新約聖書、ヨハネ福音書にはこんな話がある。(参 8・4~11)
イエスが朝早く神殿の境内で民衆に話していると、姦通の現場で捕まった女性を律法の学者たちが連れてきた。この女性をどうするべきかとイエスに質問して、その答え方によっては彼を訴えたかったのだ。
この時代、女性は男性の所有財産の一部と見なされていた。夫か息子がいなければ、生きることは難しく、極端に弱い立場だった。民衆の前で、罪びととして石殺しになりかけている女性を前にして、イエスは「あなたたちの中で罪を犯したことのない者が、まずこの女に石を投げなさい」と言った。すると年長者から一人ずつ立ち去って行った。イエスは「わたしもあなたを罪に定めない。これからは、もう罪を犯してはならない」と暖かい言葉を女性にかけた。

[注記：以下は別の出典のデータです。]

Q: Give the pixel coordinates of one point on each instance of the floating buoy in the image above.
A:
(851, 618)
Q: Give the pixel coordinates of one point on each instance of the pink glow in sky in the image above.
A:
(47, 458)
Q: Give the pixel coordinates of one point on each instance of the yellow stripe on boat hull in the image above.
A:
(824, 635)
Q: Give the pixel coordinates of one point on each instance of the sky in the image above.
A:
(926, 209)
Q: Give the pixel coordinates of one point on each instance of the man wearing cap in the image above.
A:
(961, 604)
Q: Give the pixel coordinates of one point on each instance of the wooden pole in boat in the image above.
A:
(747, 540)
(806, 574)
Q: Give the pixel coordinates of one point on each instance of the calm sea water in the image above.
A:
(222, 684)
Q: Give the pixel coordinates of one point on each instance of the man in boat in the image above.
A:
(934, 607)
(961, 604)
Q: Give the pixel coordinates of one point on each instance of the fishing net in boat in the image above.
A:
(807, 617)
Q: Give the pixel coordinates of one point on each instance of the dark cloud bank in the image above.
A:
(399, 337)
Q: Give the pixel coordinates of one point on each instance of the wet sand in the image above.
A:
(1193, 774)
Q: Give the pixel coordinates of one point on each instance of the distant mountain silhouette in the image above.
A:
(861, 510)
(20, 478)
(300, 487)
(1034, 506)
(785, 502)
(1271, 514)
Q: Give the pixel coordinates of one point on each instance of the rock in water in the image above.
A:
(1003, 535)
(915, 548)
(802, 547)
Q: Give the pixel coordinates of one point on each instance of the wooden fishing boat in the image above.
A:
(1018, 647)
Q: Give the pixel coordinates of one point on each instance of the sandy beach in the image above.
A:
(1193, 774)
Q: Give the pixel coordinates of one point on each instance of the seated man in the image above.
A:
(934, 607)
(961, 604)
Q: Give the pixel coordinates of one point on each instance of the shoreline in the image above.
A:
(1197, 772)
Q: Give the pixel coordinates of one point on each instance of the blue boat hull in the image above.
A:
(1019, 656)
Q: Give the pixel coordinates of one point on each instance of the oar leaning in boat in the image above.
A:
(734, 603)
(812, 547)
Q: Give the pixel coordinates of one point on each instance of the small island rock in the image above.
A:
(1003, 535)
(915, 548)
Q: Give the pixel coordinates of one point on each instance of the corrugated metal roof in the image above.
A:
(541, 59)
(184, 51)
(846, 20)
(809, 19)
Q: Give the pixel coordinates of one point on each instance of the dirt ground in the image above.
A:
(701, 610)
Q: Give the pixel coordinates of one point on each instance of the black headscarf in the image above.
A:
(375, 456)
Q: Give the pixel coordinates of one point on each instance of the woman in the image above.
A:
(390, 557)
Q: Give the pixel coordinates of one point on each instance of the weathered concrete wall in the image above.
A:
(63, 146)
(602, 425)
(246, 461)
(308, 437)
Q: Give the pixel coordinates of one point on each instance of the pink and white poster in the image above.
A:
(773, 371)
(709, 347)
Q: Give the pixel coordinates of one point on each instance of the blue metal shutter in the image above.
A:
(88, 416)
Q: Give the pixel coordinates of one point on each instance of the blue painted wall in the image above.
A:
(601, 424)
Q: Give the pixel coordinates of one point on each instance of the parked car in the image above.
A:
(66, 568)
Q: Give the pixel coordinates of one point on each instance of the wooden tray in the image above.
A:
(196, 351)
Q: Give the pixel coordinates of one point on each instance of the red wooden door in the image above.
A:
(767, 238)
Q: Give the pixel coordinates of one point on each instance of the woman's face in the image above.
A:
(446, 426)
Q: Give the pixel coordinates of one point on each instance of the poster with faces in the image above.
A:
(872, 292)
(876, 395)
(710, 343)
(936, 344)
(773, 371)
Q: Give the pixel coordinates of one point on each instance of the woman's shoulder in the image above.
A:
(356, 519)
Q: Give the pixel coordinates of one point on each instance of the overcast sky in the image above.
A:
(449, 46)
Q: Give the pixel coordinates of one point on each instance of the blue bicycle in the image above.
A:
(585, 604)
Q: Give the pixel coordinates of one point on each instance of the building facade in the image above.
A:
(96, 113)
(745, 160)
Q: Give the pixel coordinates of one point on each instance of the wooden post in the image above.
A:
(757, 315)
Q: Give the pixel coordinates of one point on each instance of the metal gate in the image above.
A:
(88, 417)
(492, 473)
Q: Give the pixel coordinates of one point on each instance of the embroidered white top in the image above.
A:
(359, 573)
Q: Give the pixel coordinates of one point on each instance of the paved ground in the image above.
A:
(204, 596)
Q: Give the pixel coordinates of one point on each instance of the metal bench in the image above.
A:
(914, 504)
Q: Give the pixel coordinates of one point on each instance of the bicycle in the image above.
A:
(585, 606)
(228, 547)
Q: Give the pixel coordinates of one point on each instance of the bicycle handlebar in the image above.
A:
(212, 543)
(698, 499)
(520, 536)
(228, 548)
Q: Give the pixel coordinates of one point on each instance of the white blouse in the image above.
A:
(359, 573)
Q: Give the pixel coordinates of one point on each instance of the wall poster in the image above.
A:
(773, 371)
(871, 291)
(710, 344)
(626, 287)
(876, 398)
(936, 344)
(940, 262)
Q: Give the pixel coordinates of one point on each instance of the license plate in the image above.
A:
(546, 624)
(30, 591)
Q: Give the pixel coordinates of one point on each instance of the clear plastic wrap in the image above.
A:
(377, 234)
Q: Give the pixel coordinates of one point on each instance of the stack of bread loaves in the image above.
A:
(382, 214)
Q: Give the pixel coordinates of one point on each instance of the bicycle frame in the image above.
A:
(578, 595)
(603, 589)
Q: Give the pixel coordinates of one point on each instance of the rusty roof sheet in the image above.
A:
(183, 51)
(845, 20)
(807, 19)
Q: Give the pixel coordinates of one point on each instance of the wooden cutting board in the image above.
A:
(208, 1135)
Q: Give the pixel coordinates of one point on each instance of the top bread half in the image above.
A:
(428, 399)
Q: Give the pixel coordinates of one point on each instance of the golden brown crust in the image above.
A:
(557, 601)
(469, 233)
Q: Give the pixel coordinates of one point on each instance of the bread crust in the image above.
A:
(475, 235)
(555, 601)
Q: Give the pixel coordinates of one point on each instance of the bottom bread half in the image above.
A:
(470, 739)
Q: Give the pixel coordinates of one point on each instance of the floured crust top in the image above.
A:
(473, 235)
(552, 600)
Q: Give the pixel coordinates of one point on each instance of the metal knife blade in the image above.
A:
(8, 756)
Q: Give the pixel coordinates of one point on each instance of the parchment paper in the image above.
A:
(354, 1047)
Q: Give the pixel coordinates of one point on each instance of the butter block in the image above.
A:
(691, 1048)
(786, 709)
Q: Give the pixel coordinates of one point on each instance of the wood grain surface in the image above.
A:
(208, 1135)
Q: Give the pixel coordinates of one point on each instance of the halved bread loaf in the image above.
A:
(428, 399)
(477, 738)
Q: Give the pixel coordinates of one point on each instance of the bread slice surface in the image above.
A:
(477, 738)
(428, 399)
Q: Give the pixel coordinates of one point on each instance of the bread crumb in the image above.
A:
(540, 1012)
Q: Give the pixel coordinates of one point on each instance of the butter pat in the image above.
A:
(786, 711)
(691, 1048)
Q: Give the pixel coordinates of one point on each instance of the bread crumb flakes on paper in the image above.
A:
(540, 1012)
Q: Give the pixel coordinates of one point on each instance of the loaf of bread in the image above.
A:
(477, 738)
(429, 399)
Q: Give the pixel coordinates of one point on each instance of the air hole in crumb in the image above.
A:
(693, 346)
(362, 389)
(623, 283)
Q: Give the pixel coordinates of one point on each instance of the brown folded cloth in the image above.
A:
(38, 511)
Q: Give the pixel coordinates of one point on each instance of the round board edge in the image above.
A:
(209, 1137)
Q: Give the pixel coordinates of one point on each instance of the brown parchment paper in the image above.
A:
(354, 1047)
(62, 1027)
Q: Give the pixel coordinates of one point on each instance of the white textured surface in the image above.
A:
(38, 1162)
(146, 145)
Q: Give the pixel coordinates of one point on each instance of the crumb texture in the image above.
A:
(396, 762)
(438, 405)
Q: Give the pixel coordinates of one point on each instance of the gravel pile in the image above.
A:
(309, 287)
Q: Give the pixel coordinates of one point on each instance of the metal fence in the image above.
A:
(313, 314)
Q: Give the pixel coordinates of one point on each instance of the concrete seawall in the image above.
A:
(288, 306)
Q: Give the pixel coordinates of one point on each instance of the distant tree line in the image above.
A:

彼女の行いを仕方がない、と見逃しているのではない。これからは罪を犯してはいけない、と言っている。罪は罪だ。だが、この女性をこれからもずっと罪びとだから死刑に値する、と決めつけることは人間がしてはいけないことだ、とおっしゃっている。私たちは皆、弱く、間違いを犯しやすいからだ。神の前に出るなら、まったく正しい人間は誰もいない。それを忘れずに生きるなら、ごう慢な気持ちから離れて人を断罪しない、慎ましい態度をとれるようになっていくだろう。
現代でも「死刑」はまだ行なわれている。それは、人が人を罪びとだとして抹殺する残酷な行為に他ならないと私は思う。犯した罪の重さを本当に実感し、悔い改めるように徹底して教育するなら、その人は心から償いたい、と思うのではないだろうか。私はそう信じている。